Monday, November 19, 2007

Let MS Get UP YOURS!

I may be the only person who loved those 7up commercials and I am OK with that. I swear I am going to make me a shirt that says that and wear it to the next MS function I go to, which won't be anytime soon. I can handle people with MS, I can handle a lot of different takes on it, but I cannot stomach the people who act like MS is a gift bestowed on them by the gods after wandering in the desert for 40 days and nights. Whenever I hear somebody blathering on about what a blessing it is I want to start popping some caps, or splitting some wigs, or even shizzling some nizzles--and I don't even know what any of that means, but if it means me with a cast iron skillet in hand about to go on a rampage then I agree with what I just said.
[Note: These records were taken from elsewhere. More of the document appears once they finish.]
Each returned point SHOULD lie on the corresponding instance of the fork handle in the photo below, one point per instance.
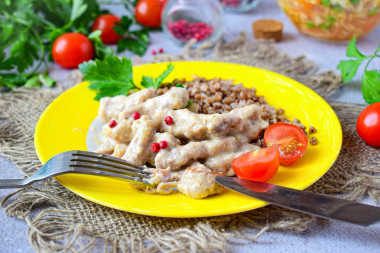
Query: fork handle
(12, 183)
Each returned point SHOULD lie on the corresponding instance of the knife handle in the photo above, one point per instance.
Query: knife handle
(307, 202)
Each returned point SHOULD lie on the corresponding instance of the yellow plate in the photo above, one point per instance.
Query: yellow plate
(64, 124)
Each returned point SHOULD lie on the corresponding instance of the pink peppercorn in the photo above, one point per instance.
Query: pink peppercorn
(184, 30)
(112, 123)
(136, 115)
(168, 120)
(163, 144)
(155, 147)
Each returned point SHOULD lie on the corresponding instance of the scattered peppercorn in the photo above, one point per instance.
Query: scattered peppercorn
(163, 144)
(155, 147)
(112, 123)
(168, 120)
(184, 30)
(313, 141)
(136, 115)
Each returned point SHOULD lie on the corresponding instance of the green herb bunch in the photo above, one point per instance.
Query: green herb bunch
(28, 29)
(371, 78)
(113, 76)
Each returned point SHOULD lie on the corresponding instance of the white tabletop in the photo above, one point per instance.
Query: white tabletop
(320, 237)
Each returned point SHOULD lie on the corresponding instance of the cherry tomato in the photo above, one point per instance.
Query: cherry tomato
(368, 124)
(148, 12)
(106, 23)
(259, 165)
(71, 49)
(291, 140)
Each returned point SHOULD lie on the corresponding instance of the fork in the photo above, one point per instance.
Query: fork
(83, 162)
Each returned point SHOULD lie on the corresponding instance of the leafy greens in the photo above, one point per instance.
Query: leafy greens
(114, 76)
(371, 78)
(28, 29)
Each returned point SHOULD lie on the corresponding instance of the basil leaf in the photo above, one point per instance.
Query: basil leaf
(371, 86)
(135, 45)
(348, 69)
(110, 77)
(79, 7)
(33, 81)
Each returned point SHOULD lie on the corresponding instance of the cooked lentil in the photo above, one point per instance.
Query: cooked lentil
(221, 96)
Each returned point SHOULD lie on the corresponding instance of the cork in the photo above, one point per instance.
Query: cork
(267, 29)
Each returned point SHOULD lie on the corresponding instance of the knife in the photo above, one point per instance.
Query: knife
(307, 202)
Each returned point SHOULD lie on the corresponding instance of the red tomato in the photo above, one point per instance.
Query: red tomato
(148, 12)
(291, 140)
(71, 49)
(368, 124)
(259, 165)
(106, 23)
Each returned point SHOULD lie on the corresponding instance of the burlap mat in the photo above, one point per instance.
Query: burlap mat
(60, 221)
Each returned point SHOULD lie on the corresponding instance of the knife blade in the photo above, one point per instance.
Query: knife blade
(307, 202)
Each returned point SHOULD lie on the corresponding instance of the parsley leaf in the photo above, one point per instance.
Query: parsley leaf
(352, 50)
(110, 77)
(114, 76)
(371, 86)
(101, 51)
(148, 81)
(79, 7)
(348, 69)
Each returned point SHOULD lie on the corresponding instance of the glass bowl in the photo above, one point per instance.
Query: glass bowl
(333, 19)
(183, 20)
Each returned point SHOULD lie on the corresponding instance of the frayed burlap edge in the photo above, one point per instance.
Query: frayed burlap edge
(65, 225)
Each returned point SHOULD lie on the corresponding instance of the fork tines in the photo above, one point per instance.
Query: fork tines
(109, 166)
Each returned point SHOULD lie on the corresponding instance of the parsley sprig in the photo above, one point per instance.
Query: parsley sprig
(371, 78)
(114, 76)
(28, 30)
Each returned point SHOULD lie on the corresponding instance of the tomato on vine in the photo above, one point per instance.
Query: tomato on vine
(368, 124)
(148, 12)
(106, 23)
(71, 49)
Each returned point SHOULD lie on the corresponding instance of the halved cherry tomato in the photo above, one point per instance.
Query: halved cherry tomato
(71, 49)
(259, 165)
(368, 124)
(148, 12)
(106, 23)
(291, 140)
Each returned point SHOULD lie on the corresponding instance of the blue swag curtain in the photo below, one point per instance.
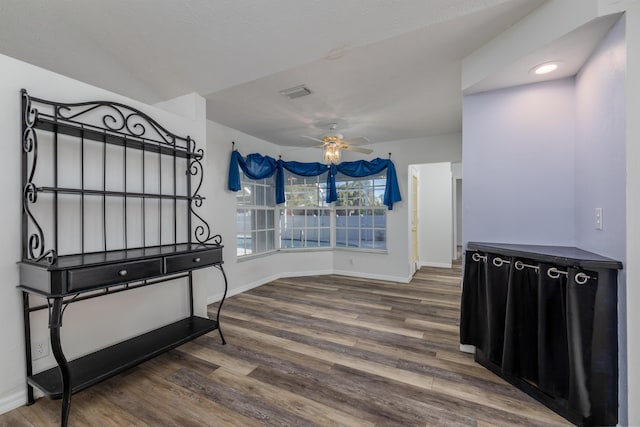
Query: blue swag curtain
(257, 166)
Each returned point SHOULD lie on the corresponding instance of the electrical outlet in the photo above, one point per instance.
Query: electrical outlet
(40, 349)
(598, 218)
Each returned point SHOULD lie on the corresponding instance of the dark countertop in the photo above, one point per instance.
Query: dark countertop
(561, 255)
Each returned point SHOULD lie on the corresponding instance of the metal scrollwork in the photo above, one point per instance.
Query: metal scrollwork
(35, 242)
(119, 118)
(202, 231)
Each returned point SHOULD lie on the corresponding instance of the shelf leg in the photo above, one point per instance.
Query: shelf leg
(27, 345)
(224, 275)
(55, 323)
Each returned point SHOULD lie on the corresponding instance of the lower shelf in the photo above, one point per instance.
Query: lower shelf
(95, 367)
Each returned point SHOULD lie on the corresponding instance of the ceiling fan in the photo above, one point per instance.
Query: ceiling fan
(334, 142)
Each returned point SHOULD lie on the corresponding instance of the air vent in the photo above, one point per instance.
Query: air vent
(296, 92)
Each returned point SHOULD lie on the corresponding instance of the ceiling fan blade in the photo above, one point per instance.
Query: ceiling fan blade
(313, 138)
(357, 140)
(358, 149)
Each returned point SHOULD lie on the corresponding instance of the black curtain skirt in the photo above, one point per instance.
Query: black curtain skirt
(541, 325)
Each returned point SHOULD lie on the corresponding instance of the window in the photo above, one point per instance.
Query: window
(361, 220)
(255, 216)
(306, 220)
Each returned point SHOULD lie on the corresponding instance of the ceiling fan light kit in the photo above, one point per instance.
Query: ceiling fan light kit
(331, 153)
(333, 143)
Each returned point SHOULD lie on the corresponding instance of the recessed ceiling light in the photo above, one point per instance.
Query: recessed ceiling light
(296, 92)
(545, 68)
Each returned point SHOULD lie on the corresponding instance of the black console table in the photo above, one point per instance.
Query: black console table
(108, 206)
(544, 318)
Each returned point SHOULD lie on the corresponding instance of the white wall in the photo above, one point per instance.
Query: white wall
(396, 264)
(247, 273)
(435, 203)
(393, 265)
(87, 325)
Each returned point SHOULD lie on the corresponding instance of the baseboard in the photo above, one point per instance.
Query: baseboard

You don't hear people with Ulcerative Colitis rhapsodizing about the lessons that it has taught them, or even people with such things as Muscular Dystrophy, Cerebral Palsy, or a club foot. So why do some MSers feel so gifted? I think it is a ruse to make the best out of a bad thing, eternal optimism, my-vision-is-only-half-bad kind of thing. Not me. I am not feeling the "gift" of MS. Not saying there is no silver lining to the cloud, I just want to be realistic about it. I don't see the gift in peeing my pants at a stop light (I should have just run it), or the constant pain in my face (I know, I know, but my face does hurt), or even having horrible RLS every night. Call me crazy, you won't be the first, but I have a hard time in seeing the joy there. But to show that I am a good sport I will list a few positives: the street value of my medicine cabinet is mind boggling; I don't work; I can't see well enough to know if others are staring at me so it does not bother me; I never have to help anybody move or do any physical labor for them; I get to ride through the zoo, others have to push (we have a very hilly zoo); I enjoy the idea of wearing a shirt that says "Let MS Get UP YOURS!" and that says it all.

1 comment:

stephen said...

hey, right on for telling it like it is. i must say,tho, that after my daughter had a heart transplant, and after seeing how much worse it all could have been, we felt extremely lucky that her surgery was so successful, and that her health has been so good ever since. i watch interviews with richard prior, and realize how much worse it could be for me. no, ms has not been a great gift to me in any way, but i can be thankful that i am as healthy as i am, and for what i have. any other attitude just leads to depression and pity parties.